Libreville, le 26 janvier 2026 – Le Ministre de l’Économie, des Finances, de la Dette et des Participations, chargé de la Lutte contre la Vie Chère, Monsieur Thierry MINKO, a accordé une audience stratégique à une délégation de la Banque Africaine de Développement (BAD).
Conduite par le Représentant Pays, Monsieur Nouredine KANE DIA, accompagné de Monsieur Pape DEMBA THIAM, Conseiller Spécial du Président de la BAD, cette rencontre a permis de sceller une collaboration étroite autour des ambitions avicoles du Gabon.
Le Projet d’Appui au Secteur Avicole
L’un des points d’orgue de l’audience a été le compte rendu de la mission de programmation du projet de structuration de la filière avicole nationale. Ce projet vise à transformer l’élevage local en une industrie compétitive et autosuffisante.
Les discussions ont principalement été portées sur :
- La structuration des acteurs : Accompagnement des éleveurs locaux dans la professionnalisation de leurs exploitations.
- Le renforcement de la chaîne de valeur : De la production de poussins et d’aliments pour bétail jusqu’à la distribution.
- Le financement : Appui technique et financier de la BAD pour soutenir les investissements productifs.
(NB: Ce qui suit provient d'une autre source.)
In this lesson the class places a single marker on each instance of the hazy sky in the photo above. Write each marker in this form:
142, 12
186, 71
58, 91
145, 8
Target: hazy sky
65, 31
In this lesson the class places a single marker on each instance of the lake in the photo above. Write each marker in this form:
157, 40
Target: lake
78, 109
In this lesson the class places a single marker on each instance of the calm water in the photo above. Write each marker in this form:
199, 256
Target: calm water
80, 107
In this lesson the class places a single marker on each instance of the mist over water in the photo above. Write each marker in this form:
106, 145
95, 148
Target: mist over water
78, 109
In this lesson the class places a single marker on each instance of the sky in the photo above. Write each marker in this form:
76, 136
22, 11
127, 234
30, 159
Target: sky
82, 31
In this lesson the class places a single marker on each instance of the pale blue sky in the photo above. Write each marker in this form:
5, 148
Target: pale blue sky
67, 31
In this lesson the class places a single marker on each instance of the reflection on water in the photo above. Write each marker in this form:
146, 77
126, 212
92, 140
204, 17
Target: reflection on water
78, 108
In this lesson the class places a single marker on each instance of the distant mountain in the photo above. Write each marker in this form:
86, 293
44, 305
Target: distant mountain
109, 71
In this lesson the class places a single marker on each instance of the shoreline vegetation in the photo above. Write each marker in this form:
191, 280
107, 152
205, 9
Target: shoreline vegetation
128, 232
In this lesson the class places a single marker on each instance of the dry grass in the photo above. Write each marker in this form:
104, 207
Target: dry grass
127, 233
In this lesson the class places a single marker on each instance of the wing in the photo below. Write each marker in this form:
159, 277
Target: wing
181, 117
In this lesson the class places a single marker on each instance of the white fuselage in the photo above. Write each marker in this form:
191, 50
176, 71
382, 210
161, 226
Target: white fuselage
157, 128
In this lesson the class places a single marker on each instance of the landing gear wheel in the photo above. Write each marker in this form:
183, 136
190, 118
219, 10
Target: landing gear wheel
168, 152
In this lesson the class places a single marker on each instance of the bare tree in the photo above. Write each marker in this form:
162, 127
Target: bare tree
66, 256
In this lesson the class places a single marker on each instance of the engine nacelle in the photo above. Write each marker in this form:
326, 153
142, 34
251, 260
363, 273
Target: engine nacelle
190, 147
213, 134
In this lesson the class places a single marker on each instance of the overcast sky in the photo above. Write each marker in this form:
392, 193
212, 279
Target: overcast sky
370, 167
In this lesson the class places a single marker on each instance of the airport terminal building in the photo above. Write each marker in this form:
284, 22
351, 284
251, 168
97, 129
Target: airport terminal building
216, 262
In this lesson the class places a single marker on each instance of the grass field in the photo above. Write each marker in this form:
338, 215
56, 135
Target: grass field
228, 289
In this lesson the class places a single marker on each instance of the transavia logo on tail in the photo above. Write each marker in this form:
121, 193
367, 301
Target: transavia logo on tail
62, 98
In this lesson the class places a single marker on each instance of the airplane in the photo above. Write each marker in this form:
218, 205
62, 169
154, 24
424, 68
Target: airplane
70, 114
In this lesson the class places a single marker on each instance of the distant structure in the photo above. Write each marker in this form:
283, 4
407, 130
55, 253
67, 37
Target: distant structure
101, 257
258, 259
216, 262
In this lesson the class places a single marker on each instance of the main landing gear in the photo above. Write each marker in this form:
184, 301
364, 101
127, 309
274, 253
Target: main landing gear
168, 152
Cap sur le 1er avril 2027 : Fin des importations de poulets
Le Gouvernement a réitéré sa décision ferme d’interdire les importations de poulet de chair à compter du 1er avril 2027. Pour réussir ce pari de souveraineté alimentaire, les modalités pratiques de mise en œuvre ont été examinées avec les experts de la BAD.
- Le défi de l’offre : Combler le déficit de production nationale avant l’échéance de 2027 pour éviter toute pénurie ou inflation des prix.
- Coordination stratégique : Le Ministre Thierry MINKO a insisté sur l’importance d’un suivi rigoureux pour que chaque étape du projet contribue directement à la lutte contre la vie chère.
Un engagement renouvelé de la BAD
La Banque Africaine de Développement a réaffirmé son plein soutien au Gabon dans ce projet qualifié de stratégique. Cette alliance vise non seulement à réduire la facture des importations alimentaires, mais aussi à créer des milliers d’emplois pour les jeunes gabonais dans le secteur agropastoral.